Senin için küçük bir şeyim var.
I have a little something for you.
Senin için sıcak bir şeyim var.
I got the hots for ya.
Senin için burada bir şeyim var, bakman gerek.
I've got something down here I'd like for you to look at.
Senin için daha iyi bir şeyim var... bir mektup
I've got you something better... a letter
Bebeğim, senin için gayet sakin bir şeyim var burada.
Baby, I got cool for you right here, honey.
Senin için daha iyi bir şeyim var.
Oh, she went home.
Burada senin için çok özel bir şeyim var.
WE GOT A REAL SPECIAL DEAL ON THIS ONE TOO.
Griffin, Senin için başka bir şeyim var.
Griffin, I've got something else for you.
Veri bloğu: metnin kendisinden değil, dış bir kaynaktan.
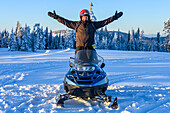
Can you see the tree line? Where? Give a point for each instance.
(25, 39)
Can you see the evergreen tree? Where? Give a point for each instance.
(12, 42)
(46, 38)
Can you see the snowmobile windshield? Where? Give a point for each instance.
(87, 56)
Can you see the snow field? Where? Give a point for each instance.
(30, 82)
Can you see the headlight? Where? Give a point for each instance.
(85, 68)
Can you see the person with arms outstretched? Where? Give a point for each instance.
(85, 28)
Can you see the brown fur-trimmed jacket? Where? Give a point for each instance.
(86, 30)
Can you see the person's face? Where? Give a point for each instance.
(85, 18)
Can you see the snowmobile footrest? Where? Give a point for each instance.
(114, 105)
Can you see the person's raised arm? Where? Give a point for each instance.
(68, 23)
(99, 24)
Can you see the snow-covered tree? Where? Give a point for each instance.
(167, 28)
(12, 42)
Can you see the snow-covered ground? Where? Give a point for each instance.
(30, 82)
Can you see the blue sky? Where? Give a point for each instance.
(148, 15)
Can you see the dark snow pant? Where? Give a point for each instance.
(84, 48)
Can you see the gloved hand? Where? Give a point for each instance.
(117, 15)
(53, 15)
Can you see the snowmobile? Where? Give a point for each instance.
(86, 79)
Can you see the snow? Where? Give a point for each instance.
(30, 82)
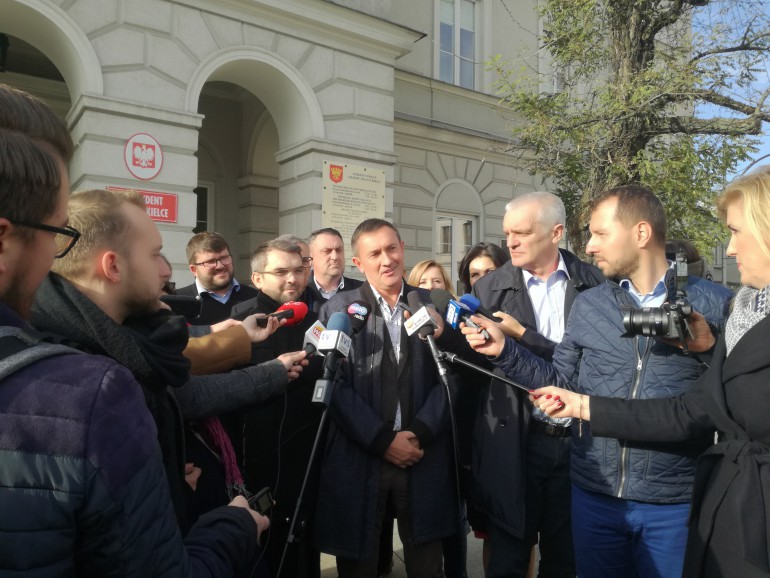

Senin için ateşli bir şeyim var.
I got a hot one for you. baby.
Senin için daha muhteşem bir şeyim var.
I have planned a far greater reward for you.
- Senin için bir şeyim var.
I got something for you.
Senin için bir şeyim var.
- I got something for you.
- Senin için başka bir şeyim var.
- I got you something else.
- Senin için başka bir şeyim var.
- I got you something else. I got you something else.